Will President Joe Biden see America’s Middle Eastern allies moving closer to China and Russia?
It’s very likely.
The Trump administration has successfully kept U.S. allies moving away from Beijing in return for their access to greater U.S. support. Speaking to the Jerusalem Post, Assistant Secretary of State R. Clarke Cooper recently suggested that the sale of F-35 fighter jets to the United Arab Emirates would require its greater skepticism of China in return. “When the U.S. works with partners who are now seeking to be closer to Israel in civilian, defense, and security spaces,” Cooper said, “[it] will require those partners to take greater [caution] with technological security. With the greater joint efforts with the U.S., Israel, and signatories to the Abraham Accords, we want to make sure economic opportunities are just that and not additional risks.”
So, why, if the F-35 sale is already authorized, would Biden endanger this attempt to limit China’s influence?
It’s unlikely that Biden would actually rescind the F-35 sale, which also entails the sale of thousands of bombs and a few dozen combat drones. The UAE is no longer involved in the Saudi-led war effort in Yemen, which had been a point of significant concern on the Democratic Party’s left wing. In addition, Biden’s national security team will likely see this sale as relationship insulation against the UAE’s inevitable alarm over its effort to rejoin the 2015 Iran nuclear accord.

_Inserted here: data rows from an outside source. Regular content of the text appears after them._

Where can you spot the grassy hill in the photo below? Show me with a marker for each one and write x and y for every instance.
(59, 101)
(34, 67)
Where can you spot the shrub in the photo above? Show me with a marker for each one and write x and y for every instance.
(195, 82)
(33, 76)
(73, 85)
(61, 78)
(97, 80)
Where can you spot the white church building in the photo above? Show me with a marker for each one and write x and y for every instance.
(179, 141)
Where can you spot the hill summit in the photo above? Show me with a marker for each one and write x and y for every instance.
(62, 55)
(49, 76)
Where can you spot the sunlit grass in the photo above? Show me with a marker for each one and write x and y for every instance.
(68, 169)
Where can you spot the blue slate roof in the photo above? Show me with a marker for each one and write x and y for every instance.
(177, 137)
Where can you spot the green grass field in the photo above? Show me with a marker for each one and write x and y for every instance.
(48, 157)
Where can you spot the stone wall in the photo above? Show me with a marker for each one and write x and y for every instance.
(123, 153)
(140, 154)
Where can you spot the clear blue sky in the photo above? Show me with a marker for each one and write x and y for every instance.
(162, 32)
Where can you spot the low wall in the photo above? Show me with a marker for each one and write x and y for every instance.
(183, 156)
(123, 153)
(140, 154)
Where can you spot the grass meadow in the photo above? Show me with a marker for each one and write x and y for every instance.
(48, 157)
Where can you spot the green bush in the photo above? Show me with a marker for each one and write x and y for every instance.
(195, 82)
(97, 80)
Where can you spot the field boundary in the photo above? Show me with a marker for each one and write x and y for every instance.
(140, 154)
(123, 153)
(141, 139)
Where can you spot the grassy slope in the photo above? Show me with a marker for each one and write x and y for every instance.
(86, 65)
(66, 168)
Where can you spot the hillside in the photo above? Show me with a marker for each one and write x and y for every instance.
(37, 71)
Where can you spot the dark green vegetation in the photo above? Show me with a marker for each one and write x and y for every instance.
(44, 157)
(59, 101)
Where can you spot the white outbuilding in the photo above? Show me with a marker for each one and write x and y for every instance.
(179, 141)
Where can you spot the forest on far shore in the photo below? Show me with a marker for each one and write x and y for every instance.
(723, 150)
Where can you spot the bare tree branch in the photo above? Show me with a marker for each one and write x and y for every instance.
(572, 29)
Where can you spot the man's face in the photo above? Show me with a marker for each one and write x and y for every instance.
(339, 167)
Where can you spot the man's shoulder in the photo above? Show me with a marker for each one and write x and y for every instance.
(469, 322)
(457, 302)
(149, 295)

Still, that Iran factor is front and center as to why I believe the UAE and the Saudis are going to move closer to Beijing after Jan. 20. These regimes see Iran through much the same prism as does Israel, which is to say as an existential enemy. Considering that the Biden administration seems set to prioritize a U.S. return to the Iran nuclear deal and apparently without first winning Tehran’s agreement of new safeguards for inspections and ballistic missile research, neither the UAE nor the Saudis are going to be happy with Washington. And they’re unlikely to give more than a polite ear to any requests from incoming Secretary of State Antony Blinken not to align more closely with Moscow and Beijing in response. That’s because those two governments will suddenly be seen as offering things that America alone cannot.

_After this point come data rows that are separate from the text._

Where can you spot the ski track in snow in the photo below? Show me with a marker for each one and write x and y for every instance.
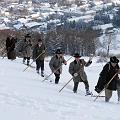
(62, 106)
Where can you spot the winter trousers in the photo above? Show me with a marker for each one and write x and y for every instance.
(57, 77)
(76, 86)
(108, 93)
(40, 64)
(28, 60)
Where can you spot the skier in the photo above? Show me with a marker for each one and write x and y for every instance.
(56, 64)
(76, 69)
(109, 70)
(10, 46)
(26, 49)
(38, 56)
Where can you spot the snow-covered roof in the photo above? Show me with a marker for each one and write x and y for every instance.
(86, 17)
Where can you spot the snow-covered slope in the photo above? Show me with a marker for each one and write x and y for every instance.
(24, 97)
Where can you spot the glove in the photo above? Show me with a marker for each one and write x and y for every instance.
(75, 74)
(33, 60)
(97, 90)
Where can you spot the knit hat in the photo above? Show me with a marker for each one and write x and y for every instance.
(76, 55)
(114, 59)
(58, 51)
(39, 40)
(27, 36)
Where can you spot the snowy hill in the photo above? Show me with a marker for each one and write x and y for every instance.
(23, 95)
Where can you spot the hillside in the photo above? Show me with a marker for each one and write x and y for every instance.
(24, 97)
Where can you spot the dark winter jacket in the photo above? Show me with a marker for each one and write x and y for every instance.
(56, 64)
(10, 44)
(39, 51)
(26, 48)
(78, 67)
(105, 76)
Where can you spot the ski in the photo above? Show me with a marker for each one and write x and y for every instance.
(97, 95)
(29, 65)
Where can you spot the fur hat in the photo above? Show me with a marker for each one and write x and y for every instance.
(76, 55)
(27, 36)
(58, 51)
(39, 40)
(114, 59)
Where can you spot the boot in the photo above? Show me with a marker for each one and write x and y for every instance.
(88, 92)
(37, 71)
(107, 99)
(23, 61)
(42, 73)
(28, 62)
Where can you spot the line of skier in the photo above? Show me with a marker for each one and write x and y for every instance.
(76, 67)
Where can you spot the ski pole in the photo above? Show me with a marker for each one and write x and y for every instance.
(65, 85)
(105, 86)
(55, 70)
(33, 61)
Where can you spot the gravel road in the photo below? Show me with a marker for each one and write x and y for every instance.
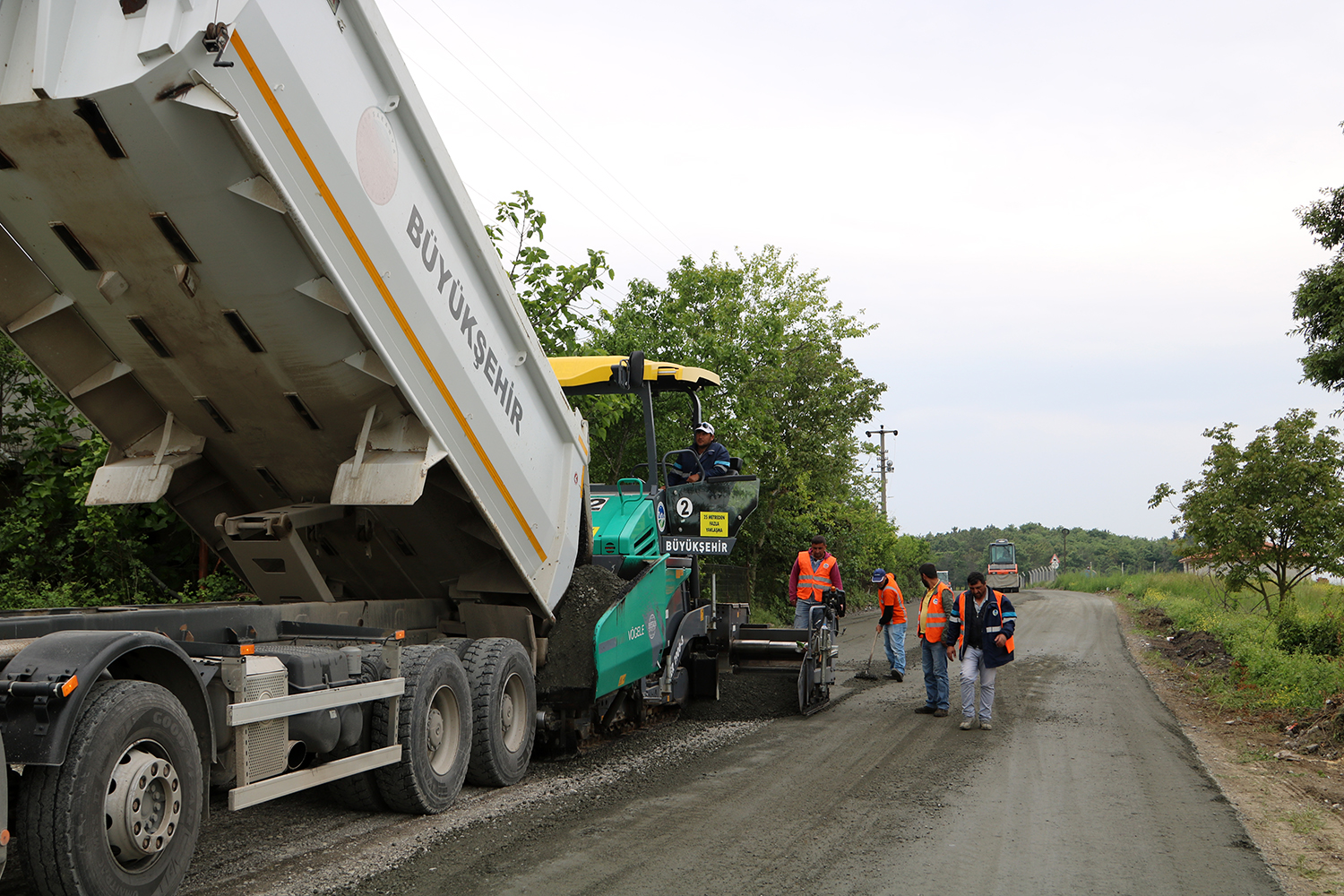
(1086, 785)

China will offer that which it has already begun laying the foundation for, which is to say an independent and weapons-capable nuclear program for Saudi Arabia and thus a Sunni-Arab nuclear umbrella in the region. If, as it will, Beijing requests U.S.-related technology transfers, intelligence sharing, and diplomatic support in return for its nuclear provisions, the Saudis will ensure that the UAE and others acquiesce to at least some of these demands. In the same vein, while Israel had pledged to the Trump administration to reduce an unacceptable level of technology transfers to China, Biden is going to have a tougher time making that case if he’s simultaneously seen to be empowering Iran.

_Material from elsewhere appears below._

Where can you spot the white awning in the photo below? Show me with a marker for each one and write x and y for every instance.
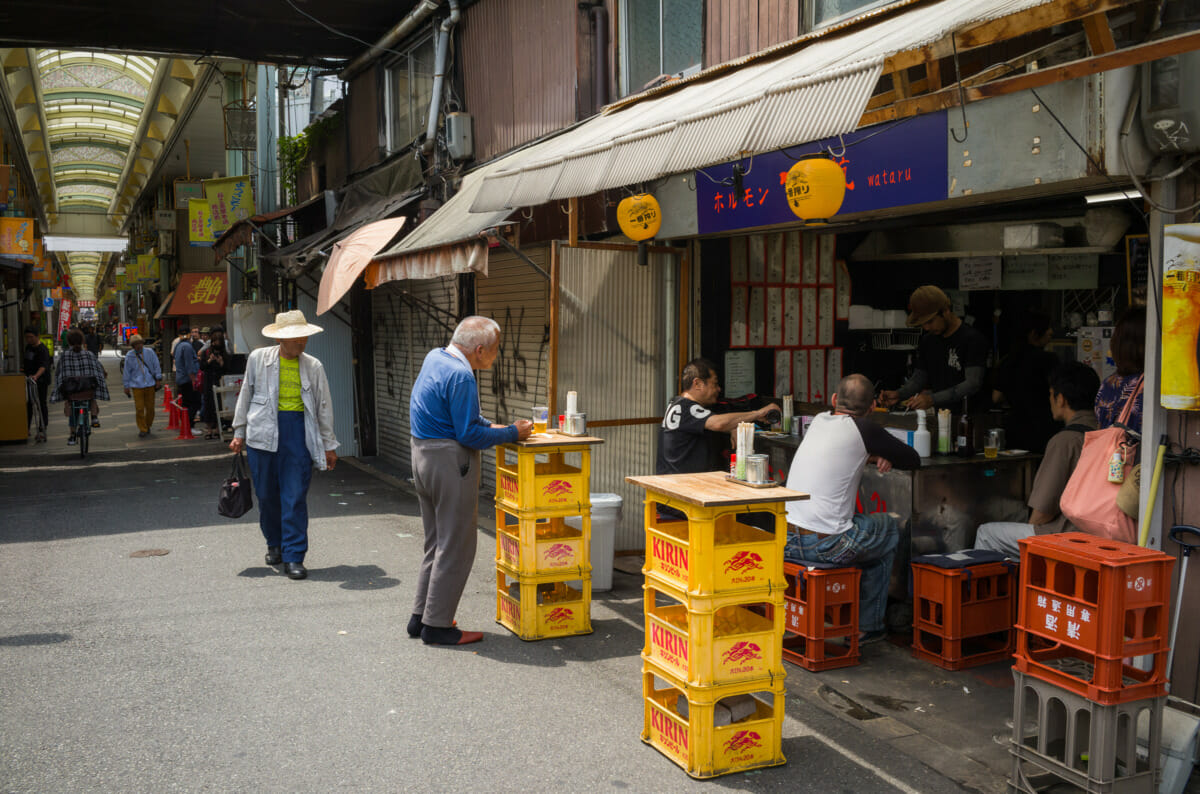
(813, 92)
(451, 223)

Then there’s Vladimir Putin’s angle.
In return for deprioritizing of U.S. interests and expanded investments in the Russian economy, Putin will provide the Sunni monarchies with his diplomatic leverage over Iran. Putin sees his military presence and dominance of Bashar Assad in Syria as a critical mechanism by which to leverage concessions from Israel, Iran, and the Sunni monarchies. After all, that presence gives Putin the means to allow or restrict Iranian arms flows, to bomb or not to bomb Sunni civilians, and to undermine perceptions of U.S. strategic credibility in the region. Perceptions of power and reliability matter as much as and help shape realities of power in the Middle East.
The simple point is this. If Biden returns to an unreformed Iran nuclear deal, long-standing U.S. allies will gravitate closer to our two top global strategic adversaries.